When receiving a tattoo, your skin is pricked between 50 and 3,000 times per minute by a needle in the tattoo machine.
Tattoo machines have been around since the late 19th century, and surprisingly, they haven’t changed much in 100 years.
Most tattoo machines consist of four parts: The needle, The tube that holds ink, An electric motor, A foot pedal to control the movement, similar to how a sewing machine works.
Sterilization and disposable materials are crucial to tattooing, as tattoos are created by thousands of puncture marks to the skin, each of which could become infected.
The autoclave is a popular way and the only way to sterilize any tattoo equipment that isn’t disposable. A combination of heat, steam and pressure kills all bacteria and organisms to prevent infection.
Ancient tattoo methods involved picks, rakes and chisels. In some cases, a soot-covered thread was sewn through the skin.
Be prepared to shell out some significant dollars for a tattoo. Tattoos under an inch cost between $50 and $100. Imagine what that full-back design would go for.
Though tattoos are sometimes associated with rebellion, uniformity is paramount when it comes to application: Too-deep punctures result in pain and bleeding, while too-shallow ones create uneven lines.
The tattoo process has four basic steps: Outlining, Shading, Color, Cleaning and bandaging.
Tattoo seekers can expect to feel some pain: The process has been described as similar to bee stings or sunburns. Placement, size, type and artist skill, however, can all make a difference.
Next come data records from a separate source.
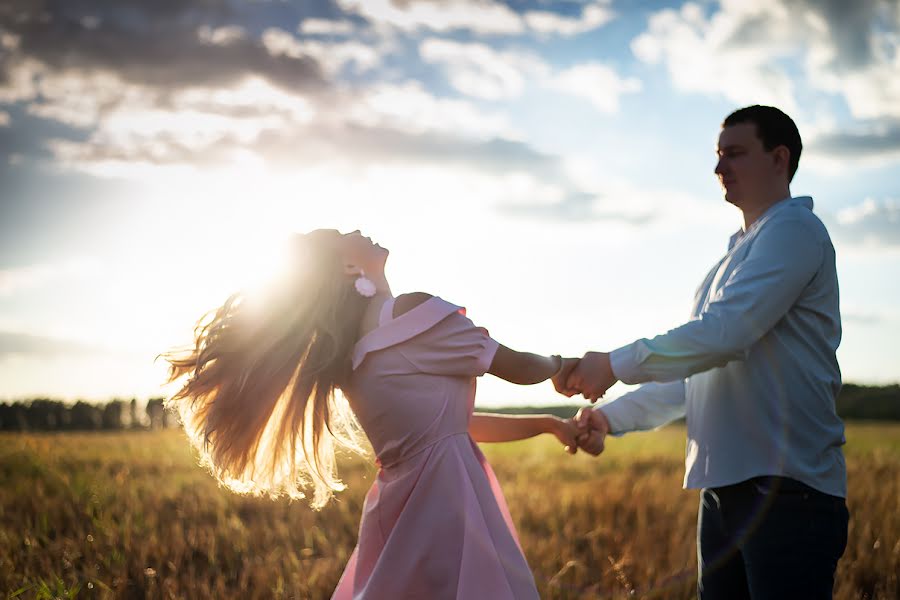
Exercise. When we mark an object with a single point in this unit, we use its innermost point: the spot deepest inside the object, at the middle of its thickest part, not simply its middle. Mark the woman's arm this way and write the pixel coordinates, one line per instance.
(490, 427)
(525, 368)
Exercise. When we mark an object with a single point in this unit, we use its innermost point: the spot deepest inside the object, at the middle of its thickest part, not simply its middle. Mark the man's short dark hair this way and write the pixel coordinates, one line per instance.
(774, 128)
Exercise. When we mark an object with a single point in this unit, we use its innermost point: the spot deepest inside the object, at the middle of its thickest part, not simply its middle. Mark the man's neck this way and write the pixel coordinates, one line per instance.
(752, 214)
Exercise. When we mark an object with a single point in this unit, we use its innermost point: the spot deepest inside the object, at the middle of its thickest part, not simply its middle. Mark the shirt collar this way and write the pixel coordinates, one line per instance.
(804, 201)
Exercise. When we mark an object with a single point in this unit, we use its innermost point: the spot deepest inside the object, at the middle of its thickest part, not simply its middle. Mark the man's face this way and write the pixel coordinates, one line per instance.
(745, 170)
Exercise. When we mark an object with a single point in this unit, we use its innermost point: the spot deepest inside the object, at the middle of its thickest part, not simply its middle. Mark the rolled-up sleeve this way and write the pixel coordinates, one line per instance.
(650, 406)
(783, 260)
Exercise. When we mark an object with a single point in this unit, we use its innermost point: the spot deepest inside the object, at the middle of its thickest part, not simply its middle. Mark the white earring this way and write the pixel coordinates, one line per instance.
(364, 286)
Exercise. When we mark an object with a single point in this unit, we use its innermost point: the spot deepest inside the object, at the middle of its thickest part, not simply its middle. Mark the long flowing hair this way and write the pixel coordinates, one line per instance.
(259, 402)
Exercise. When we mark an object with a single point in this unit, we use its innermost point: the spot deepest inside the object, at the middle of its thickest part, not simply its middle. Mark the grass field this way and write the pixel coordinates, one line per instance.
(129, 515)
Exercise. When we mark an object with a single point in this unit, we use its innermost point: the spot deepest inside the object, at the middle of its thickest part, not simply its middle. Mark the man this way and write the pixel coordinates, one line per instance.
(755, 374)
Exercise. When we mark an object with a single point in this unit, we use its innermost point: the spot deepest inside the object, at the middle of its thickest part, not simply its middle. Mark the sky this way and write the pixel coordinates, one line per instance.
(548, 165)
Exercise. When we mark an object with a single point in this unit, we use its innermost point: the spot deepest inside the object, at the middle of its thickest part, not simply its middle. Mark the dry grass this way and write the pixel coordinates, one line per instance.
(129, 515)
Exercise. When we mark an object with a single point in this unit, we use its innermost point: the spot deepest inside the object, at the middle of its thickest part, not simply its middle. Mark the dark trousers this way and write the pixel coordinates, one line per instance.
(769, 538)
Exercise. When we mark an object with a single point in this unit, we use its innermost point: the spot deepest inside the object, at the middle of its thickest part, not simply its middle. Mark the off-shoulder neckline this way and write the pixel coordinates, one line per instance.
(402, 327)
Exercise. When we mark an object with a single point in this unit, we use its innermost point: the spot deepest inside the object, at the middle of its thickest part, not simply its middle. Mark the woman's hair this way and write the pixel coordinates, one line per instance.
(259, 403)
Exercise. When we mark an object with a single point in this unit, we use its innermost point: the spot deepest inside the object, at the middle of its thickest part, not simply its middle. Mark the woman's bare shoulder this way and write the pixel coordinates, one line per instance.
(407, 302)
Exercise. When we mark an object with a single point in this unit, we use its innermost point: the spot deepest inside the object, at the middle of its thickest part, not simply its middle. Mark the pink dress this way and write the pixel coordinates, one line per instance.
(434, 524)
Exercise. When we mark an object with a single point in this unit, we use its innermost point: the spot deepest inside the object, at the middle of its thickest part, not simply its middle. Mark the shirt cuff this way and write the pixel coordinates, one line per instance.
(625, 365)
(486, 357)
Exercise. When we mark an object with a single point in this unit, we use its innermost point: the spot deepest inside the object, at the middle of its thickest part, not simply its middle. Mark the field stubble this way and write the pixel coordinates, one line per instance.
(130, 515)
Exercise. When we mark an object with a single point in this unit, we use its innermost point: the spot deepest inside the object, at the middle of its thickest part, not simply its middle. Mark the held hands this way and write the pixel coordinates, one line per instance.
(591, 376)
(593, 427)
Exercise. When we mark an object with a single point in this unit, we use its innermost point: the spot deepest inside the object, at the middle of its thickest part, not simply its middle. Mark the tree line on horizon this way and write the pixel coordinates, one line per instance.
(45, 414)
(855, 402)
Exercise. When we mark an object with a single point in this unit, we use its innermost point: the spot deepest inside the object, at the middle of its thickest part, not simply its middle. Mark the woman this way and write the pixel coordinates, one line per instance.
(260, 405)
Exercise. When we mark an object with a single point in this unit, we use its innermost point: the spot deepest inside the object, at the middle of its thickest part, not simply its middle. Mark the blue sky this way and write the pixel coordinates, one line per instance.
(546, 164)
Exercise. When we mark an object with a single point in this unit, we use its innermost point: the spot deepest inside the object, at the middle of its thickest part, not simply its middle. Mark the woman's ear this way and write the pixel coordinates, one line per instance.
(351, 269)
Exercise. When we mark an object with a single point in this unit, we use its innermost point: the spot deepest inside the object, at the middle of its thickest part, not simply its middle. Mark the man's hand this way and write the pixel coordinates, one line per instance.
(592, 376)
(559, 380)
(593, 426)
(566, 432)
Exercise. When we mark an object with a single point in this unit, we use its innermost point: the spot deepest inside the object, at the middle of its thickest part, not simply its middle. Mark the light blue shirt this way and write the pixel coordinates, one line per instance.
(754, 371)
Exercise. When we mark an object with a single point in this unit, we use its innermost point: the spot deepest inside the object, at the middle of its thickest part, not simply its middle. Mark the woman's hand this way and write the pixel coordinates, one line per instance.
(566, 431)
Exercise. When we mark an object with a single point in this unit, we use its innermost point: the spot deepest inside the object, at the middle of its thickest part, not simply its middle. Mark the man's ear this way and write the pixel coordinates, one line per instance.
(782, 157)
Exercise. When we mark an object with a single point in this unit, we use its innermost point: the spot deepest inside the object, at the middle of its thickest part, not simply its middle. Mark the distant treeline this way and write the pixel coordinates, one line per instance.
(856, 402)
(43, 414)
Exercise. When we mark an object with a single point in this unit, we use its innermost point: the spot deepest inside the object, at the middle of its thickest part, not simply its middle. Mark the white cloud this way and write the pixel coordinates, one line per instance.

Unclean tattooing practices can transmit diseases such as syphilis, hepatitis B and HIV; however, there has yet to be an actual case of HIV being transmitted via a tattoo application.
Some pigments used in tattoos contain metal, which can cause pain during a magnetic resonance imaging (MRI) test, or even affect the MRI images as a result.
The U.S. Food and Drug Administration does not approve, nor regulate, the pigments and inks used for tattoos. In addition, few states regulate tattoo parlors, so it is up to you to find a safe, clean, reputable tattoo artist and parlor.
Get some background information on your tattoo artist. Ask to see that they have a license, and inquire as to their membership status. Tattoo artists don’t have to belong to professional trade organizations, but those who do are usually the most up-to-date on information and trends in the industry.
Look through books of tattoo artists’ work, or watch them apply other tattoos. Even if they have all of the proper credentials and follow safety rules, they may not be much of an artist.
After receiving a tattoo, ask your artist if they have a sheet or pamphlet that describes the required aftercare. Infected tattoos can be painful and dangerous.
Think carefully beforehand about what kind of tattoo you’d like to have; almost a fifth of people with tattoos in the United States regret getting one, and it’s usually because it contains a name.
Scabs after a tattoo are OK — don’t pick at them because they should fall off on their own within three weeks — but if you start to see signs of an infection, see a doctor.